University of Vermont

Symposium, Lecture to Focus on History and Health Crises

Hear MacArthur 'Genius' Fellow J.R. McNeill at two UVM events April 28

What are the intersections of the history of the world and the history of bodies? That’s the question at the heart of a symposium to take place Monday, April 28 at UVM: “A Thousand Ghost Maps: History in and as Health Crises.”

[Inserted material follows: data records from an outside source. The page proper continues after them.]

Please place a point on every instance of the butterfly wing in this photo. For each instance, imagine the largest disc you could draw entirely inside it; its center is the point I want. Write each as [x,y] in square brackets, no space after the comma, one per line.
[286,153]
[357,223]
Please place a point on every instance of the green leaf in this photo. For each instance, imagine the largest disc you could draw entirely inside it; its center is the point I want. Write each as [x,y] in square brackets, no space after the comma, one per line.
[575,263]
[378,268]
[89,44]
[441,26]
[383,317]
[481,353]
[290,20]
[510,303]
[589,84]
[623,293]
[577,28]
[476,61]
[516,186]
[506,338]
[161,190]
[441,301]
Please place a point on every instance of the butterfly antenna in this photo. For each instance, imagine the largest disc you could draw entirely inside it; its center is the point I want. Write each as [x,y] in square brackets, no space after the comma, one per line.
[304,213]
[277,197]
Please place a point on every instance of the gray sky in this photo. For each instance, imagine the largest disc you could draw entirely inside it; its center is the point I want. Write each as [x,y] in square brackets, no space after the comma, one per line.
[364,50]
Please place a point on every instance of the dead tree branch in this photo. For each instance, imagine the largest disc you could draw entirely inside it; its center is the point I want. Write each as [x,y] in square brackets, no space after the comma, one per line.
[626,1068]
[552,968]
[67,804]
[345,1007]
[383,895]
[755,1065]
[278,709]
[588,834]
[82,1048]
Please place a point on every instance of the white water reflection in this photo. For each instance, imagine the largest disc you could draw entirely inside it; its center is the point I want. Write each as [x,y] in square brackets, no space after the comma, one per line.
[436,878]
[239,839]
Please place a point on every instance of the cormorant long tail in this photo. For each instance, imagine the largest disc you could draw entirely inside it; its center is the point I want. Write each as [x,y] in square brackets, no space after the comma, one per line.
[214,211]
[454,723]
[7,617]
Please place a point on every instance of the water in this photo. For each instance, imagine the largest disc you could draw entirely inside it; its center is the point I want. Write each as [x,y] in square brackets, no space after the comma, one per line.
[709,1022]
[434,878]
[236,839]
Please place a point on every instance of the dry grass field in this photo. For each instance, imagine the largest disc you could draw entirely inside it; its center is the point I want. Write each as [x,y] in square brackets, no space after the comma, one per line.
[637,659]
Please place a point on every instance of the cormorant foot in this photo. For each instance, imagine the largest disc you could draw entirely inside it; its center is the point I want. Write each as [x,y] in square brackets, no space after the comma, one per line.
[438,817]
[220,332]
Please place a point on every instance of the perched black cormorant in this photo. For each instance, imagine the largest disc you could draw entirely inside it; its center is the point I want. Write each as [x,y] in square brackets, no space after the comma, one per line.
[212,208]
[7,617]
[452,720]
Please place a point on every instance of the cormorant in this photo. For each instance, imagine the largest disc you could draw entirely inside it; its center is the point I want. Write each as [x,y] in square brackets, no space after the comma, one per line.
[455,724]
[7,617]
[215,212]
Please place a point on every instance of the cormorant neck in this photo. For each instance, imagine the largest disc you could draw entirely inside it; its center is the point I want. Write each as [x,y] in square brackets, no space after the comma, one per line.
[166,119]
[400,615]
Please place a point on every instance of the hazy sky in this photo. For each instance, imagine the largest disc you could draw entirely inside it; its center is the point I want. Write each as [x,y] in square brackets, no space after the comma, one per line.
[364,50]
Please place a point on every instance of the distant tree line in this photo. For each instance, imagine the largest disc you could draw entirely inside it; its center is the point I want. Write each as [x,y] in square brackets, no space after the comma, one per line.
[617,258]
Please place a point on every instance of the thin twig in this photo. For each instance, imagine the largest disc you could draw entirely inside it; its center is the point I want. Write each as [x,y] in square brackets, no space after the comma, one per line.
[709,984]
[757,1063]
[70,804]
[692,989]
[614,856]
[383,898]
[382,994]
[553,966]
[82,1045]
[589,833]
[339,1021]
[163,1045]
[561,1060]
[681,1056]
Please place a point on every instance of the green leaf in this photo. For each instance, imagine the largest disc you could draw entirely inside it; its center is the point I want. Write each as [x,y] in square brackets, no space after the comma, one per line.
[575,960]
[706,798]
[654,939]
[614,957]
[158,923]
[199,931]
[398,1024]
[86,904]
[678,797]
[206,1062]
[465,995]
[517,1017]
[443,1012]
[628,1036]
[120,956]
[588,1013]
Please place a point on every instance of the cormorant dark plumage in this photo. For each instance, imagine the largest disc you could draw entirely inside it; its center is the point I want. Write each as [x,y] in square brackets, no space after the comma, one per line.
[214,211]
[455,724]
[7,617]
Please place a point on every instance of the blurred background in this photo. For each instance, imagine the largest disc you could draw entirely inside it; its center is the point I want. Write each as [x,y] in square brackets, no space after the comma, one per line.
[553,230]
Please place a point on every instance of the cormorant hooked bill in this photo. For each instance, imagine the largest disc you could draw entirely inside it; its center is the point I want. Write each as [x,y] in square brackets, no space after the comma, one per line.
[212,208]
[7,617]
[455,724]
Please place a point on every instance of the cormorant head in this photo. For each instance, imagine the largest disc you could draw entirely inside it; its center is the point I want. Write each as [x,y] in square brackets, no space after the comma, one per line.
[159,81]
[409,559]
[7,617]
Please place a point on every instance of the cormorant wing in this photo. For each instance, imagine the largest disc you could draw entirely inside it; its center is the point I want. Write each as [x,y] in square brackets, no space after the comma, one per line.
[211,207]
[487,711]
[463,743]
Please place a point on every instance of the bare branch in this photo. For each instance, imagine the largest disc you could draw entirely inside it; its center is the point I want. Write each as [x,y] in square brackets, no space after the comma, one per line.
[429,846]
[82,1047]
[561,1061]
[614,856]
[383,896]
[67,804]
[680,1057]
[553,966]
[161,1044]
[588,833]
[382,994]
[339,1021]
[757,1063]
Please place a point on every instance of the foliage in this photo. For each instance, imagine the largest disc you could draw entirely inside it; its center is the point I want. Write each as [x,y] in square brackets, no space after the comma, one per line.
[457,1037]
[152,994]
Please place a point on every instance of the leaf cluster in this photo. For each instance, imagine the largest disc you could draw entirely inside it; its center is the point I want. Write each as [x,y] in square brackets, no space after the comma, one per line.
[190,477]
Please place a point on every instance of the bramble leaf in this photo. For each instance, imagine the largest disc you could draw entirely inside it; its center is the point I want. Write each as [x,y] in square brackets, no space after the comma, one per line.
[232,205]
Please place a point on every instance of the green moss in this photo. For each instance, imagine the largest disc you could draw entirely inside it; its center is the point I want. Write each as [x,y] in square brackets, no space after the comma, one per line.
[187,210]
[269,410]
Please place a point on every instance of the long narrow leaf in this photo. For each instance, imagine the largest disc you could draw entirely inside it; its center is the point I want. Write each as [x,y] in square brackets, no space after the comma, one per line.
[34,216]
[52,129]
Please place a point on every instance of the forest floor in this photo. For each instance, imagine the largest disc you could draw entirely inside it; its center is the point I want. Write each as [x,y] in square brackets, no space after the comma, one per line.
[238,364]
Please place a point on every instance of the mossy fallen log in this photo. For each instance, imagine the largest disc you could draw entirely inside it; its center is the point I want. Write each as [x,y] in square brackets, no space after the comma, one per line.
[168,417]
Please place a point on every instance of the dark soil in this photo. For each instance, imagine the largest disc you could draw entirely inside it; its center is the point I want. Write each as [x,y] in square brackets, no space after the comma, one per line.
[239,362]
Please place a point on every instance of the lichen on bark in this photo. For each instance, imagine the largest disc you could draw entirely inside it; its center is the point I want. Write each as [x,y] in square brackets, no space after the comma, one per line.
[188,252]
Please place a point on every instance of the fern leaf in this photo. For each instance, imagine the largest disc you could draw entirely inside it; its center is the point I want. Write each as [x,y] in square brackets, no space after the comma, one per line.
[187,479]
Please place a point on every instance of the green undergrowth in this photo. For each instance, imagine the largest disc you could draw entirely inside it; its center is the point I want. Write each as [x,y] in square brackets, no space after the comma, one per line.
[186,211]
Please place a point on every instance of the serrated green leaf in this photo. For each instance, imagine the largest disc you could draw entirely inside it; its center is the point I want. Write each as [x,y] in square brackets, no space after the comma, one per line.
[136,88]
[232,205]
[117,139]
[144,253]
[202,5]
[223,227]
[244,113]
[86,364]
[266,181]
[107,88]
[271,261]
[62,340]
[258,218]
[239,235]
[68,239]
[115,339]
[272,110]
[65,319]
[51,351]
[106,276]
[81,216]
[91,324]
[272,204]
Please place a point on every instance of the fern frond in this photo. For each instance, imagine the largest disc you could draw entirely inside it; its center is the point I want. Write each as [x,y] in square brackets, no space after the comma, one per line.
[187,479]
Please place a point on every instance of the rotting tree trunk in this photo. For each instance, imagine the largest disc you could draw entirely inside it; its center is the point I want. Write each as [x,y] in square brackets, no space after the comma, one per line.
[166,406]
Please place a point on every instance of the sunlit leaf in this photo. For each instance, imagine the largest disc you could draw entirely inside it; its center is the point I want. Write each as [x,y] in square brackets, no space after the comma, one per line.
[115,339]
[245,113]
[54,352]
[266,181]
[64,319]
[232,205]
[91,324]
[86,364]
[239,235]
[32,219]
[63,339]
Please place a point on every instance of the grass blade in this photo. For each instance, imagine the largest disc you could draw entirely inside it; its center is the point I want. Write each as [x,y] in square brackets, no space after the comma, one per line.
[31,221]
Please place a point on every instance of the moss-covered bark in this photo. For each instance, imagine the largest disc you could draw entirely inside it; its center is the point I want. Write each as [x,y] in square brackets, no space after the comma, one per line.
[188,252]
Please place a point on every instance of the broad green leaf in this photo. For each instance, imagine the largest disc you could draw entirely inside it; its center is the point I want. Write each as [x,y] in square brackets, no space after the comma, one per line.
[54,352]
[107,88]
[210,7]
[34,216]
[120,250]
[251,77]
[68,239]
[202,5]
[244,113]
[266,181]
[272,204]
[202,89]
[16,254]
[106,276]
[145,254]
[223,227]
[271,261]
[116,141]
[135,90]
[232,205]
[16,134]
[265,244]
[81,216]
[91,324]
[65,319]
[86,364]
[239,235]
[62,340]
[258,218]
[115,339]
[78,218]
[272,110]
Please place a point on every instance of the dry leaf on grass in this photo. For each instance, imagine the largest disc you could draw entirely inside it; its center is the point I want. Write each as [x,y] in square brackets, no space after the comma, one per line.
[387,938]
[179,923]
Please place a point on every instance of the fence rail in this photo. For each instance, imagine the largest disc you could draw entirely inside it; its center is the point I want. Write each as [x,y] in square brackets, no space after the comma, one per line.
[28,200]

Drawing its name from the UVM College of Arts and Sciences First-Year Read selection for 2013-2014, The Ghost Map: The Story of London's Most Terrifying Epidemic -- and How it Changed Science, Cities and the Modern World, the symposium “starts from the assertion that health and disease are always situated in expansive cultural landscapes,” says event organizer Jonah Steinberg, assistant professor of anthropology, “that the life of the body must be conceptualized holistically, and that illness and its responses cannot be separated from the historical and social forces of their particular times and spaces.”

The symposium brings together at a single forum scholars of pediatric cancers and medieval history, of global health broadly construed and childhood toxic exposures, of AIDS in China and polio in Pakistan, researchers with M.D.s and Ph.D.s alike. The discussant and moderator is J.R. McNeill, a Guggenheim and MacArthur "Genius" Fellow, Toynbee Prize-winner, and University Professor at Georgetown, who has recently written on the relevance of mosquito-borne illnesses in the decline of oceanic empires. Participants include Middlebury’s Svea Closser, McGill’s Sandra Hyde, UVM’s Barry Finette, Dartmouth’s Margaret Karagas, and John Aberth.  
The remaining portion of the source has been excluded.